Hugo Adolf Bernatzik (26 March 1897 – 9 March 1953, born and died in the city of Vienna), was an Austrian anthropologist and photographer. Bernatzik was the founder of the concept of alternative anthropology.

Hugo Adolf Bernatzik was a son of the Professor of Public Law at the University of Vienna and member of the House of Peers, Edmund Bernatzik (1854-1919). After school in 1915, he volunteered to join the Austro-Hungarian Army and was deployed among other places in Albania. In 1920, he abandoned his medical studies for financial reasons and became a businessman.
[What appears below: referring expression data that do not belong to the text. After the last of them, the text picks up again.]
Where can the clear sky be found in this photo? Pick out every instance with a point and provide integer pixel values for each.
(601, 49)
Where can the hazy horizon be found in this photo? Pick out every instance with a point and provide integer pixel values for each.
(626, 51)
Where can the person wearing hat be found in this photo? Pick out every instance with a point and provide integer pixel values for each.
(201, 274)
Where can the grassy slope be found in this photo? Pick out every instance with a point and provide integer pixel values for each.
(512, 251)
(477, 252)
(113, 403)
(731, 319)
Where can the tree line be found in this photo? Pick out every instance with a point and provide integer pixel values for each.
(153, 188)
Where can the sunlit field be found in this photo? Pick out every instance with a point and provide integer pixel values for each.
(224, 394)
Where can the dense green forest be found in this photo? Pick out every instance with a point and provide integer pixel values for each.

After the early death of his first wife Margarete Ast (1904-1924), he embarked on extensive travels and expeditions taking photographs, which became his profession and passion: Spain and north-west Africa in 1924; Egypt and Somalia in 1925; Anglo-Egyptian Sudan in 1927; Romania and Albania between 1926 and 1930; Portuguese Guinea in 1930/31 (with Bernhard Struck, Museum of Ethnology, Dresden); British Solomon Islands, British New Guinea, as well as Bali in Indonesia in 1932/33; Swedish Lapland in 1934; Burma, Thailand and French Indochina (Vietnam, Laos, Cambodia) in 1936/37; and, French-Morocco in 1949/50.

Bernatzik financed his research and living expenses as a travel writer and freelance scientist, by publishing photo coverages, giving public slide lectures and purchasing collections for ethnological museums in Germany and Switzerland. His journalistic activity and his exceptional photographs of foreign people made him quite prominent. He prepared a worldwide photo archive of remote tribal people considered as threatened. With regard to colonial policies, Bernatzik argued that colonial administrators should take the customs, way of life and the tribal environment into account. In 1927, he married Emmy Winkler (1904-1977), a psychology student in Vienna, who became his assistant and travel companion. From 1930 on, he studied ethnology, anthropology and geography at the University of Vienna and completed a Ph.D doctorate in 1932 with a "monograph of the Kassanga". In June 1935, he applied for his postdoctoral habilitation to the University of Graz to be a professor based on the work he had done on "The development of the child on the Solomon Island of Owa Raha". He received confirmation from the Austrian Federal Ministry in May 1936 in Rangoon. Finally, at the beginning of 1939, he was appointed at the University of Graz to the Institute of Geography. Plans for another expedition to the Chinese province of Yunnan were cut short by Hitler's attack on Poland in September 1939.